Злая принцесса - Трейси Лоррейн
Шрифт:
Интервал:
Закладка:
— Черт возьми, да. Я-я — чееерт, — стонет он, когда я облизываю его, кружа языком, как будто он фруктовое мороженое. — Я просто хочу, чтобы ты была в безопасности, детка.
— Я могу позаботиться о себе, — говорю я, прежде чем поцеловать и пососать его член.
— Я знаю… трахать… Я знаю. — Его пальцы запутались в моих волосах, прижимая меня к себе.
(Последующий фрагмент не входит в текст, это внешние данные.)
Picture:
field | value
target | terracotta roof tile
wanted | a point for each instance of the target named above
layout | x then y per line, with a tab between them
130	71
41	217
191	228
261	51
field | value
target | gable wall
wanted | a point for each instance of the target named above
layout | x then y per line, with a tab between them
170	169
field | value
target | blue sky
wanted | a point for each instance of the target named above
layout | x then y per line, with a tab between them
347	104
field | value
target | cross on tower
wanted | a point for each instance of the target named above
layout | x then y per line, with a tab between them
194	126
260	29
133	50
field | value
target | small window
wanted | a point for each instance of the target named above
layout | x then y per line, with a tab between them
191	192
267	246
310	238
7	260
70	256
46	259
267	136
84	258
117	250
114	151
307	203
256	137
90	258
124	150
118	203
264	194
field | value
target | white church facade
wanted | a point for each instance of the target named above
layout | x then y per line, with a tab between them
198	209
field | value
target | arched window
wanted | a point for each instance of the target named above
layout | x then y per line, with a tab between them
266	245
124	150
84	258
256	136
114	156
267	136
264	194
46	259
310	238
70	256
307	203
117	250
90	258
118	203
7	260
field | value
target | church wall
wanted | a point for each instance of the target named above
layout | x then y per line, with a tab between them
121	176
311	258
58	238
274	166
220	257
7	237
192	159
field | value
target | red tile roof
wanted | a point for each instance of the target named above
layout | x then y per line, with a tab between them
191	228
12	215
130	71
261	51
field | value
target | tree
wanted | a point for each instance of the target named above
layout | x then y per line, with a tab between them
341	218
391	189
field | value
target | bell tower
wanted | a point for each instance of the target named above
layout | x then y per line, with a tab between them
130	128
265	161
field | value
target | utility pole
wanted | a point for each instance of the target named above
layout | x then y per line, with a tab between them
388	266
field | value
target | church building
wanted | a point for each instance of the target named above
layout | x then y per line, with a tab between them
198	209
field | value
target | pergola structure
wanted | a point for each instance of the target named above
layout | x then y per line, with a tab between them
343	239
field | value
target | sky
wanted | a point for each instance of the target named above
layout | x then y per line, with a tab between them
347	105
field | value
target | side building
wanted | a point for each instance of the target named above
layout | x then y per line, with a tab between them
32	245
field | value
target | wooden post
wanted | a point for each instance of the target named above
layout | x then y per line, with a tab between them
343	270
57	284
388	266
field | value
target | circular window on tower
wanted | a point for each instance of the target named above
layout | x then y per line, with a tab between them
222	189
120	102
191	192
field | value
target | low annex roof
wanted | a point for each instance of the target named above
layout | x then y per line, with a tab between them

Не то чтобы я собирался куда-то идти. — Н-но — аргх — два человека лучше, чем один.
— Хм… — напеваю я ему, заставляя его член вздрагивать. — Они, конечно, такие.
— Блядь, детка, — кричит он, когда я засасываю его в рот, вбирая до упора, пока он не попадает мне в горло. — Черт.
Крепко обхватив рукой его основание, я ввожу его в рот и вынимаю из него, обводя его языком и мягко задевая зубами его чувствительную кожу.
— Я не продержусь долго, детка, — предупреждает он, его хватка на моих волосах усиливается. — Черт. Если ты продолжишь в том же духе, я собираюсь… Срань господня.
Слегка меняя позу, я беру его глубже.
Мои глаза горят, и я борюсь с желанием задохнуться в его объятиях, когда смотрю в его темные, голодные глаза.
Каждый мускул в его теле напряжен, его чернила рябят, когда они движутся под кожей.
Это прекрасно. Такой чертовски красивый.
Но вскоре я понимаю, что это ничто по сравнению с моментом, когда он, наконец, ломается.
Его член дергается у меня во рту, его челюсть отвисает, а его глаза на мгновение твердеют, когда его охватывает удовольствие, прежде чем они смягчаются, показывая мне, что каждое слово, которое он сказал мне сегодня вечером, правда.
Его член пульсирует у меня во рту, струи соленой спермы стекают по моему горлу, мои глаза горят от его размера, а также от его болезненной хватки за мои волосы.
Когда я, наконец, отпускаю его, и он позволяет мне подняться, по моим щекам текут слезы.
— Черт, ты идеальна, — выдыхает он, протягивая руку, чтобы взять мое лицо в ладони и вытереть мои слезы. — Что я сделал, чтобы заслужить тебя?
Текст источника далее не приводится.